Fast forward to the present, all of Asgard was about to witness the ascension of Thor (Chris Hemsworth) as successor to Odin. But this most glorious of days was interrupted by a small band of Frost Giants who had deviously entered the city of the gods to retrieve the Casket. And they almost succeeded in obtaining their target had they not been fried to bits by the Destroyer, an indestructible suit of armor created by Odin himself and intended to be the last line of defense of Asgard.

After the dust had settled, the young arrogant Thunder God wanted to know why and how those Frost Giants were able to sneak into the weapons hall of Asgard. Thor proposed an attack on Jotunheim (home world of the Frost Giants) to show the frosties who’s the boss in all the Nine Realms. But Odin ordered Thor to do no such thing as it could ruin the current truce between Asgard and Jotunheim.

Thor stubbornly disobeyed his father’s orders and went to Jotunheim anyway, accompanied by Lady Sif (Jaimie Alexander), Volstagg (Ray Stevenson), Hogun (Tadanobu Asano), Fandral (Joshua Dallas), and Loki (Tom Hiddleston). In Jotunheim, Thor’s party engaged the Frost Giants in a skirmish, which quickly snowballed into a full-blown battle involving six Asgardians against hordes of frost giants. Armed with his hammer Mjolnir, Thor is simply unbeatable. In the last minute, Odin arrived mounted on his eight-legged steed called Sleipnirthe. The All-Father stopped the fight, brought Thor and his company back to Asgard, and ultimately banished Thor to Midgard – that’s Earth. And that, my friends, is where the Thunder God’s – and Earth’s – troubles have begun.

The Bottom Line

The essence of the story is Thor’s human element. Here’s an arrogant, selfish, vain god cast down to Midgard by his own father Odin who wanted to teach his boy a lesson or two. In short, even gods need some spanking. One isn’t born into whatever he wants to do in life. Oftentimes, we have to lift our own hammers and fight for what we believe is ours for the taking – just watch out for government guys and S.H.I.E.L.D. agents!

I must admit, Thor movie has exceeded my expectations. For the past few months, I was worried that my favorite comicbook character’s jump on the big screen will be the cause of his downfall. Also, it didn’t help me a bit to know that director Kenneth Branagh, while he is a great great actor (remember Gilderoy Lockhart in Harry Potter and the Chamber of Secrets), is best known for his directorial works that focus mainly on Shakespearean plays.

Sure, the way that Asgardians talk to each other would have big similarities to many of the characters in William Shakespeare’s theater pieces, but we’re talking Norse legends here not some cross-eyed lovers or English kings. But after watching Thor movie, I take it all back. All my doubts about Kenneth Branagh’s ability to bring to life one of the most beloved characters in the Marvel Universe are all without substance.

The film was able to seamlessly combine the worlds of gods and mortals into one kickass story. Sir Anthony Hopkins as the All-Father Odin is just phenomenal. Even Hollywood newcomer Chris Hemsworth truly embodies the physical features of the Thunder God and was exceptionally extraordinary as Thor. The supporting cast also delivered. As for Loki, it would seem that Tom Hiddleston was conjured by the gods themselves to play the role. He’s just so convincing.

In terms of visual effects, Thor movie also got everything right. The rendering of the Bifrost bridge was just plain awesome. Plus, the Destroyer armor is truly alive. Costume design is also very impressive. Overall, avid fans will find an instant sense of endearment to this Thor movie adaptation.
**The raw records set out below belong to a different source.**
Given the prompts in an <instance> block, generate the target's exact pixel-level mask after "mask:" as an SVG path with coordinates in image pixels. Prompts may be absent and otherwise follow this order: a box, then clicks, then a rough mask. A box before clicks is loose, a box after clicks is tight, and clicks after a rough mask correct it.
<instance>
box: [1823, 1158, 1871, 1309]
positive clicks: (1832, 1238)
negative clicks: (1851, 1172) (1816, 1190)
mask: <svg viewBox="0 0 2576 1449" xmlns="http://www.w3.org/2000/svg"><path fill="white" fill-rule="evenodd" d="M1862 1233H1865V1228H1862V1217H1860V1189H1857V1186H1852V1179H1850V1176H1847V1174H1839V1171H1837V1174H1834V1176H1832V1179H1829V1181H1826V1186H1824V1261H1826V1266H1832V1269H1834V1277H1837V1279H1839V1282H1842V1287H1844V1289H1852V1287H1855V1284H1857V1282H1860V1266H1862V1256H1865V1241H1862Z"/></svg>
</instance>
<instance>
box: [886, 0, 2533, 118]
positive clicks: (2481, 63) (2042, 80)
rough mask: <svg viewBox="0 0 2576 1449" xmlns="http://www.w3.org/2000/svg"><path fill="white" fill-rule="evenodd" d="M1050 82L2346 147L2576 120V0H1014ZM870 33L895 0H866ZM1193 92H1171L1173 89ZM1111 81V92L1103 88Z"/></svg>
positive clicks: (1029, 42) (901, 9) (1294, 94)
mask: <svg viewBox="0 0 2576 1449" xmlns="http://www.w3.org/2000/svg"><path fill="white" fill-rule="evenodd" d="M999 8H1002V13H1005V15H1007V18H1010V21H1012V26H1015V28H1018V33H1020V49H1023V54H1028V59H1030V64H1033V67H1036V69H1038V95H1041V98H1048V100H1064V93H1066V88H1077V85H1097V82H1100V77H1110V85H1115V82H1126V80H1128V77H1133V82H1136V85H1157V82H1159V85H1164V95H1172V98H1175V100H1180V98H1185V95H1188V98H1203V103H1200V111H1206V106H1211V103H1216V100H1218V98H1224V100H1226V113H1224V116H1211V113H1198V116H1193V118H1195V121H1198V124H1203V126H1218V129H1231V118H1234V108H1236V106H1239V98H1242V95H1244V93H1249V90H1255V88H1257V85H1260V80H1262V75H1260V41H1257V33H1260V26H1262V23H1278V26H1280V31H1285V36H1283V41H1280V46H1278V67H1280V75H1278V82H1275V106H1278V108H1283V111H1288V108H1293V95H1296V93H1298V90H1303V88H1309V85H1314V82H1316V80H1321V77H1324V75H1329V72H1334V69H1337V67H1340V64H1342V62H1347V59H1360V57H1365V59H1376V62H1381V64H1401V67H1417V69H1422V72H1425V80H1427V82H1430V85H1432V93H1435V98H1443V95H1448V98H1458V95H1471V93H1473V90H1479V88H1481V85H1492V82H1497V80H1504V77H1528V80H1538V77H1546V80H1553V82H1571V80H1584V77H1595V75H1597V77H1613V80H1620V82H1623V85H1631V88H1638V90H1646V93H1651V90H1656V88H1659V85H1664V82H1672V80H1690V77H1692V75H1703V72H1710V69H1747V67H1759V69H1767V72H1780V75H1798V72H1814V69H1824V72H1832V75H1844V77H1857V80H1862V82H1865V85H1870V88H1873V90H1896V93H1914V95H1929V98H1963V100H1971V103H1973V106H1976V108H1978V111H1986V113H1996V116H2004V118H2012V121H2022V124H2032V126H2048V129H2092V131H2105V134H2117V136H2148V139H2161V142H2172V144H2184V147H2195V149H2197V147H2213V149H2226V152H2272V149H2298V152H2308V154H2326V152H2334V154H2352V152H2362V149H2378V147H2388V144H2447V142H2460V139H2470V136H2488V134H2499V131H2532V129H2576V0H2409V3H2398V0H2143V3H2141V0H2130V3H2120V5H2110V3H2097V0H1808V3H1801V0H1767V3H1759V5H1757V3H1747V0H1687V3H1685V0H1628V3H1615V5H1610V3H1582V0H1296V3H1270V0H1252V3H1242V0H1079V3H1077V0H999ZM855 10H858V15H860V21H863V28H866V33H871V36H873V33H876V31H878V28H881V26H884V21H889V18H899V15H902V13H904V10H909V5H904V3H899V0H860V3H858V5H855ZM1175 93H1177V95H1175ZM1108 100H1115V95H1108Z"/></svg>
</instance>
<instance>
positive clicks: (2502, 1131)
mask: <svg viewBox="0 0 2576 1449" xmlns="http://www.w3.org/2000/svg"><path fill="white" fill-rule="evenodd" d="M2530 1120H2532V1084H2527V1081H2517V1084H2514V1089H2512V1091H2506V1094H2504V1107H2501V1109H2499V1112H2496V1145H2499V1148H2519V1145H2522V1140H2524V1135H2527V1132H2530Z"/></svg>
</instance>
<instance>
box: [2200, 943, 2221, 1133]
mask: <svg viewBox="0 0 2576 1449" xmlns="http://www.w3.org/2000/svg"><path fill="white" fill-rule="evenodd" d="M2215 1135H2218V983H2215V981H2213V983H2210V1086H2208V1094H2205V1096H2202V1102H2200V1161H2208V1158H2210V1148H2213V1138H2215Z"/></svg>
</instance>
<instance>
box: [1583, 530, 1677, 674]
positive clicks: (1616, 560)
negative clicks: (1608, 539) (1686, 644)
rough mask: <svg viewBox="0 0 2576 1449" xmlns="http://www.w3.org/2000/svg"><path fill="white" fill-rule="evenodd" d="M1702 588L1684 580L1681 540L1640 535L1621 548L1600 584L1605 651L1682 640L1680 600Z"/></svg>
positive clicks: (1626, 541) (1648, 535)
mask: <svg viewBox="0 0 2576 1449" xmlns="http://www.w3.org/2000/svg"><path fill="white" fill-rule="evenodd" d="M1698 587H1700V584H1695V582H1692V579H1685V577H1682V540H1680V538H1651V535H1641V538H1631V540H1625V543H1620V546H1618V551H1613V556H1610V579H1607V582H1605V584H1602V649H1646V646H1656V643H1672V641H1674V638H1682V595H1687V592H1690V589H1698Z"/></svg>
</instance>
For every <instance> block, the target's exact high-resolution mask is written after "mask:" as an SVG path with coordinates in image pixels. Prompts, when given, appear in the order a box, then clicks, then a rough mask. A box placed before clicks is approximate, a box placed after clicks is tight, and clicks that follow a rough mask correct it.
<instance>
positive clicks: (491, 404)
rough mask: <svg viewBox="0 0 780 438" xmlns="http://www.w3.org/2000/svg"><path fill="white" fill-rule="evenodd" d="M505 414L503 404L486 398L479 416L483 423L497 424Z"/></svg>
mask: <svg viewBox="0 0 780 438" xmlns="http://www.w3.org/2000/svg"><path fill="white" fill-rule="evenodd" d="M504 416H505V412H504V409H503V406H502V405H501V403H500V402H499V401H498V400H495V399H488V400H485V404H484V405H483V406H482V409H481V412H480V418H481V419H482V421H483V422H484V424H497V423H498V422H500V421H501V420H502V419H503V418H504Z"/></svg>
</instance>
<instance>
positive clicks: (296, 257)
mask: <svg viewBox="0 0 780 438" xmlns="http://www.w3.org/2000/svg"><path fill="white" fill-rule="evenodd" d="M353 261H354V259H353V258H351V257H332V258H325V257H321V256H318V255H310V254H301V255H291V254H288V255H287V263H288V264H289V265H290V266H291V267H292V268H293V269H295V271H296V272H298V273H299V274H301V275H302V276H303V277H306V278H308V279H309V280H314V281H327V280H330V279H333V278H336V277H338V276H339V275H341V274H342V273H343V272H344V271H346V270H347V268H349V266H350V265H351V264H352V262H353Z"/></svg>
On the downside, I think Volstagg was not as huge as he should have been. And I still prefer Jane Foster (Natalie Portman) as nurse or medical doctor rather than an astrophysicist. Also, I can’t help but ask where Balder and Tyr are? Perhaps, we’ll see these characters in the sequel. Yes, shameless as it is, Thor is one of those flicks that I would love to have a sequel.